It should be mentioned that, in the small segments (s small), it is easier to distinguish local periods with small fluctuations (q < 0) from periods with large fluctuations (q > 0). On the other hand, the large segments include periods of small and large fluctuations and thus the differences in magnitude are cancelled. Therefore, for large time scales, the behavior of Fq(s) is more similar to that of monofractal time series [46]. This can be noted in Figure 5a, where for large time scales the lines of Fq(s) are coming closer together. It can also be observed that the log-log fit of Fq(s) is not very good for small values of s and especially for q = −6. This could be attributed to the fact that the root mean square value is very sensitive to local fluctuations with small magnitudes (q < 0, the smaller the q, the higher the sensitivity), especially for small segments (which correspond to small s values). This is reflected in the existence of a long right tail at the multifractal spectrum, as it has previously been explained in methodology section.

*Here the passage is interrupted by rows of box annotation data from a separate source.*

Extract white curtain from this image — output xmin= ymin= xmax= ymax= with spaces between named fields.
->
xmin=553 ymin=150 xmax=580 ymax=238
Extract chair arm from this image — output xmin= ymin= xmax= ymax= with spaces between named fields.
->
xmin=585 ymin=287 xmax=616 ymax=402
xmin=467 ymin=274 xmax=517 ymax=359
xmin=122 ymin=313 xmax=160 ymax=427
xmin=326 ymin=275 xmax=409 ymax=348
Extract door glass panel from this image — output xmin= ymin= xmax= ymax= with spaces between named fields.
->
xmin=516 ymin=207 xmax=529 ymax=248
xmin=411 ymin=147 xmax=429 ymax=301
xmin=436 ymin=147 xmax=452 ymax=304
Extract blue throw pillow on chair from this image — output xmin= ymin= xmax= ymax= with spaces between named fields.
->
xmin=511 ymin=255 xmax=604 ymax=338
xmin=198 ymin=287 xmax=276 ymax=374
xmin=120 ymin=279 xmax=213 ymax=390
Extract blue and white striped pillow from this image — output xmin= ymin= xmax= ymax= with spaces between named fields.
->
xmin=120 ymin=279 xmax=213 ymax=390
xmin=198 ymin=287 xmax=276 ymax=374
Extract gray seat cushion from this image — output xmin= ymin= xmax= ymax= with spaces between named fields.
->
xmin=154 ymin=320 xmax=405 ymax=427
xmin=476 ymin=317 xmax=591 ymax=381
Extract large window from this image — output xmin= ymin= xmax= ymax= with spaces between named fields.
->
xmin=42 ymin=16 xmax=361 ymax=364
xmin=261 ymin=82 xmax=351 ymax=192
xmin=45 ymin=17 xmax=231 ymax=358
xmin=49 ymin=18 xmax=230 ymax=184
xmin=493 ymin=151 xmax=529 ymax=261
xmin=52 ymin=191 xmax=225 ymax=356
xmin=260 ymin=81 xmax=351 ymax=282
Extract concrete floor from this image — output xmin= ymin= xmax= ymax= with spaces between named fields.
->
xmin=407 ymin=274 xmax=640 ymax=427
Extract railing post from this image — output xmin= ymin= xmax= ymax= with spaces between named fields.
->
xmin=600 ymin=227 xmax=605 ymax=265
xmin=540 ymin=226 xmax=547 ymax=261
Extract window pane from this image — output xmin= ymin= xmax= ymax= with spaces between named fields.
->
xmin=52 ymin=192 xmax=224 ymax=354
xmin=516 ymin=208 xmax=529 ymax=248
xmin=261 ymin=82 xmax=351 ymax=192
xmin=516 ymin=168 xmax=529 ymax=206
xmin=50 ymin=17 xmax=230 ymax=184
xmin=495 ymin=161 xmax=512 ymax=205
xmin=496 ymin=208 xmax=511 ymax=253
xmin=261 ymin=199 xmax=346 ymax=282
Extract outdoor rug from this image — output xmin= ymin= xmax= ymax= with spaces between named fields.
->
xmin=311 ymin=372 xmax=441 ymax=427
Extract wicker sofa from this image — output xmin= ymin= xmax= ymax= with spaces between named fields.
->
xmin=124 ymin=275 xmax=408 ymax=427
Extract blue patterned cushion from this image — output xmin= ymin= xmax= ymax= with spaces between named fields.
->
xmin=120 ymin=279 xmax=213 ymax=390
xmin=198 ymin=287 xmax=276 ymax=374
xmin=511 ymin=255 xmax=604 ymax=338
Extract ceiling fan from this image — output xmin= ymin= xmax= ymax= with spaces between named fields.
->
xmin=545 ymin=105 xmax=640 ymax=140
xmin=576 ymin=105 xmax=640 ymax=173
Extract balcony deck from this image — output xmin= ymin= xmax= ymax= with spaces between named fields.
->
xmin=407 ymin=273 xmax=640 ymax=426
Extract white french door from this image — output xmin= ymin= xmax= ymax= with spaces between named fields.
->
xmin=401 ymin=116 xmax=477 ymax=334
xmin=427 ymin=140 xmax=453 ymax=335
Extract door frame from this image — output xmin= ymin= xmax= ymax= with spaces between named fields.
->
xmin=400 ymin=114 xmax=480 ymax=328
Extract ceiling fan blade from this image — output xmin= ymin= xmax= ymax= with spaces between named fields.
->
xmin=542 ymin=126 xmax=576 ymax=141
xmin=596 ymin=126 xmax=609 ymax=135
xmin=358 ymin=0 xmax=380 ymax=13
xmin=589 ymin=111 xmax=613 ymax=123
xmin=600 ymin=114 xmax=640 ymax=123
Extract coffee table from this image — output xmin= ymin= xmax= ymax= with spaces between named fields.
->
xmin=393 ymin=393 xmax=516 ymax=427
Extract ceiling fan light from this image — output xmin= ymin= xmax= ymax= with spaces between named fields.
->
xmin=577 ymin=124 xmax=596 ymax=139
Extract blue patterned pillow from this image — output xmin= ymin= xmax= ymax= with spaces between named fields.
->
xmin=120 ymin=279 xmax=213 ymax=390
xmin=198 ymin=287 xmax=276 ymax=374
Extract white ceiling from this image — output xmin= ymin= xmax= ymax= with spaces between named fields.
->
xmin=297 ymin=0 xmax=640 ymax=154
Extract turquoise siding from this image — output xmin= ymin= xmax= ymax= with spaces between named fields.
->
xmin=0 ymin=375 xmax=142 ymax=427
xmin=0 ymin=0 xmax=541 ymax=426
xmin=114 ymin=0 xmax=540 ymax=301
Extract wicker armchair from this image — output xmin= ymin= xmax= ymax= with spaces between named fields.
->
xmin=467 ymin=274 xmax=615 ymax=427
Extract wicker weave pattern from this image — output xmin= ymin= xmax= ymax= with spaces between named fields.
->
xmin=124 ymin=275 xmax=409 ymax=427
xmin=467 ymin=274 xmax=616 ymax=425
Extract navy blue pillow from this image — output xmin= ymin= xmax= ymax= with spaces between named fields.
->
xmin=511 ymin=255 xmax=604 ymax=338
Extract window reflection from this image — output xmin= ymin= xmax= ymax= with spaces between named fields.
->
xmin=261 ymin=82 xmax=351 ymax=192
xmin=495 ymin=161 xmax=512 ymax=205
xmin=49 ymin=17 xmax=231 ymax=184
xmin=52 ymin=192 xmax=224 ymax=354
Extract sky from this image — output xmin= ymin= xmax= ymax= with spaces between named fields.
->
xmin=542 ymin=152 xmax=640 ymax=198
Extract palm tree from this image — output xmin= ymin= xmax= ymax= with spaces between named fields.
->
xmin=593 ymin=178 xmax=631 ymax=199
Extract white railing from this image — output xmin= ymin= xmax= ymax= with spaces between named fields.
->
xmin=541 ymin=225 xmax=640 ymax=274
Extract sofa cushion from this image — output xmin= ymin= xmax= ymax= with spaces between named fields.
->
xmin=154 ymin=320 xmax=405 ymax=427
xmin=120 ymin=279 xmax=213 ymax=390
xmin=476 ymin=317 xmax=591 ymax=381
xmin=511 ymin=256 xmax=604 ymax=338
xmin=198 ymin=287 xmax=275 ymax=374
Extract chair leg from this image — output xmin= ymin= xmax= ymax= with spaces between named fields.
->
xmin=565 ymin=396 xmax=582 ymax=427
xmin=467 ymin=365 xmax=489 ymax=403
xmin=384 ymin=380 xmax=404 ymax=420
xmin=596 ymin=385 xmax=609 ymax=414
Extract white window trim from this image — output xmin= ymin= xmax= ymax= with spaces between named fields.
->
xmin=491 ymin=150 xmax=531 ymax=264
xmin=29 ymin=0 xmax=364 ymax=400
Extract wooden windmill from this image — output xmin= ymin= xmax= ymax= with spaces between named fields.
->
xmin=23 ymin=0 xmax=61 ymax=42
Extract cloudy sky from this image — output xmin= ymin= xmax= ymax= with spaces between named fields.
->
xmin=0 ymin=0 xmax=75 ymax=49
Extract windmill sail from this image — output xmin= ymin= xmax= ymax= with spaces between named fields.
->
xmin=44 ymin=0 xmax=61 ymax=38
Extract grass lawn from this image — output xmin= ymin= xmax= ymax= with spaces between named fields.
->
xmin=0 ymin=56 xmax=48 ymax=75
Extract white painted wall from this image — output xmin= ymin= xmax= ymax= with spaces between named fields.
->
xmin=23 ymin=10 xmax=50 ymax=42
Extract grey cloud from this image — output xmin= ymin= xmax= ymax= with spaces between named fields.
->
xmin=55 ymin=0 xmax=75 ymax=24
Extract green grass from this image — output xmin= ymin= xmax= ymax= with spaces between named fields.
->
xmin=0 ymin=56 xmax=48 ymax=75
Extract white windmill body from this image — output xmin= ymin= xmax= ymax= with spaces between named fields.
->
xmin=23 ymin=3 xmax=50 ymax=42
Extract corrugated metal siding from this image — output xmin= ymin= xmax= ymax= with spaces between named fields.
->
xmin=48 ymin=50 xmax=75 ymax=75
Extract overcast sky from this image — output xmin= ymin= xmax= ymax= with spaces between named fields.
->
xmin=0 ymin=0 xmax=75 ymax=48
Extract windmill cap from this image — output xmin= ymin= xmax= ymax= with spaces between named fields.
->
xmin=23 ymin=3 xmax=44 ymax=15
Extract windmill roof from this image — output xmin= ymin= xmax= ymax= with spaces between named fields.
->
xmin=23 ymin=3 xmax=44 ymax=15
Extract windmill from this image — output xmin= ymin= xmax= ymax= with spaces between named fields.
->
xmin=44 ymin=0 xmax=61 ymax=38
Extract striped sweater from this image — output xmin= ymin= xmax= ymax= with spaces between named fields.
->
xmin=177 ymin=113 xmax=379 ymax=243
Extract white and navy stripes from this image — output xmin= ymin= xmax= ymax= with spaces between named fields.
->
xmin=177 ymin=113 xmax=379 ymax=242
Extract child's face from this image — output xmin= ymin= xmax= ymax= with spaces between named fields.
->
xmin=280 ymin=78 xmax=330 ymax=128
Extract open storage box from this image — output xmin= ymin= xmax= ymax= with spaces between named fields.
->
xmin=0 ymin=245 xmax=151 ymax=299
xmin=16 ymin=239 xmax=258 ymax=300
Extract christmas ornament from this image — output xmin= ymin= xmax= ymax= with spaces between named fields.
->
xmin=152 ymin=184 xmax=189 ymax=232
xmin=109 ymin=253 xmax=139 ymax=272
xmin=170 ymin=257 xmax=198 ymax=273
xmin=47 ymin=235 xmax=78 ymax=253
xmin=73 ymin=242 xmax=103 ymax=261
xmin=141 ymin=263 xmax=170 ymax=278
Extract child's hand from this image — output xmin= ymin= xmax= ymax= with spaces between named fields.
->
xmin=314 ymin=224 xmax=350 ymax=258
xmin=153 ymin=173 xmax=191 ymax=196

Calculating the slope of Fq(s) for a multitude of q values, the values of generalized Hurst exponent h(q) are obtained. Here, h(q) is calculated for q values from −6 up to +6 in steps of 0.1 and therefore h(q) is found for 120 values of q. The multifractality of the time series can be concluded from the h(q) versus q plots. The dependency of the generalized Hurst exponent h(q) on q is evident from Figure 5b and this is a characteristic of multifractal time series, whereas in monofractal time series, the Hurst exponent is constant. Moreover, the fact that h(q) > 0.5 for all temperature time series leads to the conclusion that these time series exhibit long-range positive correlations. This means that an increase in temperature values is more likely to be followed by another increase. Furthermore, the slope of h(q) is greater for negative q (i.e., for small fluctuations) than for positive values of q (large fluctuations), which means that there is a higher degree of multifractality for the smaller fluctuations, in agreement with the aforementioned relevant conclusion from Fq(s) plots. As it was previously mentioned, the multifractal spectrum reveals significant properties about the multifractality of the time series. Therefore, we focused on its main characteristics, the value of α0, the width αmaxαmin, the asymmetry parameter B and the truncation type of the spectrum. The results are presented in Table 2.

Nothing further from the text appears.